President Donald Trump has been in office for more than three months, but he is still constantly bringing up his predecessor. Whether it’s casting blame or aspersions, Trump can’t stop talking about former President Joe Biden. In recent weeks, he’s mentioned Biden when asked about the stock market, the war in Gaza, what he’s doing to end Russia’s invasion of Ukraine, and his decision to send Venezuelan men to a prison in El Salvador.
On Friday, NBC’s Kristen Welker asked Trump when he’ll take responsibility for the performance of the U.S. economy. “I think the good parts are the Trump economy and the bad parts are the Biden economy,” Trump said. It was one of about 20 mentions of “Biden” Trump made in the interview, according to the transcript. The previous week, Trump mentioned Biden a dozen times during an interview with TIME.
In the Trump White House’s first 100 days, “Biden” was the fifth most frequently used word, according to a TIME analysis of transcripts of his public remarks and those of key spokespeople. The former President’s last name was uttered more than “border” and just less than the word “deal.” The most frequently used word was “great,” followed by “American” and “tariff.” To come up with the tally, TIME used an AI algorithm to analyze 92 events where Trump made on-camera remarks as well as press briefings his top officials held at the White House.
Andrew Bates, Biden’s former senior deputy White House press secretary, views the constant blaming of his former boss as “counterproductive” for Trump. “The economy was better off when Joe Biden left office—Trump actively damaged it, and so every time he says Joe Biden’s name it just makes people remember a time when the economy was better,” Bates says.

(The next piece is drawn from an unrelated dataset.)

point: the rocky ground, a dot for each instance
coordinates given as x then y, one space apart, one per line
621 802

Yet Trump appears more than happy to continue blaming Biden for bad economic news. After the Commerce Department released data last week showing the gross domestic product shrank slightly in the first quarter, Trump said “This is Biden,” and then made clear a similar response may be coming in July. “You could even say the next quarter is sort of Biden.”
Polls suggest the public is likely to connect any upcoming economic troubles to Trump’s trade war. Gallup polling released in late April found that 70% of Americans believe Trump’s new tariffs will cost the U.S. more than they generate in the short term. And 89% of American adults believe the tariffs will likely result in higher prices.

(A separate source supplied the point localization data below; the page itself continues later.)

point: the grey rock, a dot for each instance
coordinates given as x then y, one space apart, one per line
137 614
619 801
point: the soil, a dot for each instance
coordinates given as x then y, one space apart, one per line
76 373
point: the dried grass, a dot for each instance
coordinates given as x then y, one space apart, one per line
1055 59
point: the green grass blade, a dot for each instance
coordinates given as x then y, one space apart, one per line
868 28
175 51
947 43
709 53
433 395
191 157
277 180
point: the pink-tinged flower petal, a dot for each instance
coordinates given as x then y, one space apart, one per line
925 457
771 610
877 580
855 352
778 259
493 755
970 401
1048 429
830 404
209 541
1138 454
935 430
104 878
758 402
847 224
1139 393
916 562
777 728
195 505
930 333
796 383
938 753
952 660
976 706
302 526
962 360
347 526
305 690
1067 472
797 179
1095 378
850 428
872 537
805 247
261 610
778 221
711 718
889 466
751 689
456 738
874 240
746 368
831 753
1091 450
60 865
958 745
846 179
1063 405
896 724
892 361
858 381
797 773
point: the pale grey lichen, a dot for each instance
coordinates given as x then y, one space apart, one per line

In recent weeks, Biden has started stepping back into the spotlight. In mid-April, he gave a speech in which he criticized Trump’s haphazard firings and cost cuttings in the federal government, saying Trump’s administration is “shooting first and aiming later” and described Trump’s first months in office as being full of “damage” and “destruction” to programs that serve veterans and seniors. On Thursday, Biden and former First Lady Jill Biden will join the hosts of ABC’s The View.

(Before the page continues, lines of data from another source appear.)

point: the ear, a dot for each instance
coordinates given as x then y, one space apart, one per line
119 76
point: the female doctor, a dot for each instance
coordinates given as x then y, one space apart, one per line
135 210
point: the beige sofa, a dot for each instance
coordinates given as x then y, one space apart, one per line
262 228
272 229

Biden’s return to the national stage comes ahead of the release of multiple books looking at how his aides grappled with questions about his mental acuity during his time in office. At the end of May, CNN’s Jake Tapper and Axios’s Alex Thompson plan to publish “Original Sin: President Biden’s Decline, Its Cover-Up, and His Disastrous Choice to Run Again.” The Wall Street Journal’s Josh Dawsey, The New York Times’ Tyler Pager and the Washington Post’s Isaac Arnsdorf teamed up to write “2024: How Trump Retook the White House and the Democrats Lost America,” which is slated for early July.